OneNote is a Swiss Army knife for clipping and snipping information. In addition to the usual typing or stylus input, you can cut-and-paste into OneNote: Unlike most applications, screenshots are a good way to get content into OneNote, because it uses OCR to extract searchable text from images. It also automatically includes the URL when you cut-and-paste from a Web site.
You can even print documents into OneNote: a "Send to OneNote 2007" function appears in the list of available printers. This may sound crazy, but it works great for things where the formatting is an essential part of the content's meaning, like math equations and complex desktop publishing projects.
Working with OneNote notebooks is equally flexible. You can create shared notebooks - either notebooks only you use that exist on more than one PC, or notebooks that several people use. OneNote manages communications among the copies to save and synchronize changes in the multiple copies.

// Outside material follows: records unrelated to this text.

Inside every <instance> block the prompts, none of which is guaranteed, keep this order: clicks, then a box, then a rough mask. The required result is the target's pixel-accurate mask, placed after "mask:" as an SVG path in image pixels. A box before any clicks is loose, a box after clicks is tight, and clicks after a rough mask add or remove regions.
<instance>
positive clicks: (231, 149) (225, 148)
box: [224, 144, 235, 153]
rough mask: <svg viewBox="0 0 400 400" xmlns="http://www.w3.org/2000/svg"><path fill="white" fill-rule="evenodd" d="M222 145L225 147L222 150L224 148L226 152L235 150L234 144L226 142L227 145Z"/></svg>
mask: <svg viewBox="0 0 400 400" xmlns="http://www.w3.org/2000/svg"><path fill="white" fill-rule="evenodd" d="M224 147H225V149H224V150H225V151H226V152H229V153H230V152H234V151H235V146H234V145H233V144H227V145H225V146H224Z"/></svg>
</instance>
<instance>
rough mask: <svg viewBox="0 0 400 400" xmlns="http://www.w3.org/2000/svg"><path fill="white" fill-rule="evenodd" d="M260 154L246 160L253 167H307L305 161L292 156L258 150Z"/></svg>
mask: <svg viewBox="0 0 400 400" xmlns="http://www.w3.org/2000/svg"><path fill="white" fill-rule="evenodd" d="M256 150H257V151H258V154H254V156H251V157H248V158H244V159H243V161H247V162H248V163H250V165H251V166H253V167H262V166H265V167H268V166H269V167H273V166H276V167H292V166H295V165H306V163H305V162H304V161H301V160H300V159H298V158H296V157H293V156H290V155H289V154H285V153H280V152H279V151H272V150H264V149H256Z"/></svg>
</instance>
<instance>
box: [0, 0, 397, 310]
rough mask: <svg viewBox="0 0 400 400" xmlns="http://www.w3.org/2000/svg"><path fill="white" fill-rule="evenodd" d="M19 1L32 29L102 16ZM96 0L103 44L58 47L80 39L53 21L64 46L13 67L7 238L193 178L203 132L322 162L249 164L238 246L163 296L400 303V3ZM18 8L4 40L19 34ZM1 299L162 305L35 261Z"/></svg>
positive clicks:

Synchronization typically takes place across a network, but you can use the same notebook on two PCs that aren't connected. Create a notebook that is marked for shared use and offline use on a USB drive. Open it on multiple PCs. As long as you don't close it, it stays in the program's cache on each machine, and automatically syncs with the stored version when you reinsert the USB key in that PC.
OneNote offers amazing depth of functionality for personal and shared information management. This is both its greatest strength and its greatest problem. It has far too many functions and features to be called intuitive. You won't sit down in front of a PC running OneNote and do something useful with it immediately. It is one of those applications that take time to learn well, and reward that investment of time by allowing you to do new things in new ways.
A minor example: shortcut keys. OneNote allows you to assign shortcut key combinations to just about any function in the program. If you pay attention to what you're doing routinely in the program and assign those actions to shortcuts, you can increase your efficiency - and the value of OneNote.
Unfortunately, while the value of OneNote may be clear, Microsoft's marketing goals for the product is not: It is included in only three of the seven versions of Office 2007 (Home & Student, Ultimate, and Enterprise). According to Microsoft's Web site, it will continue to be available as a stand-alone (and at $99 rather pricey) package.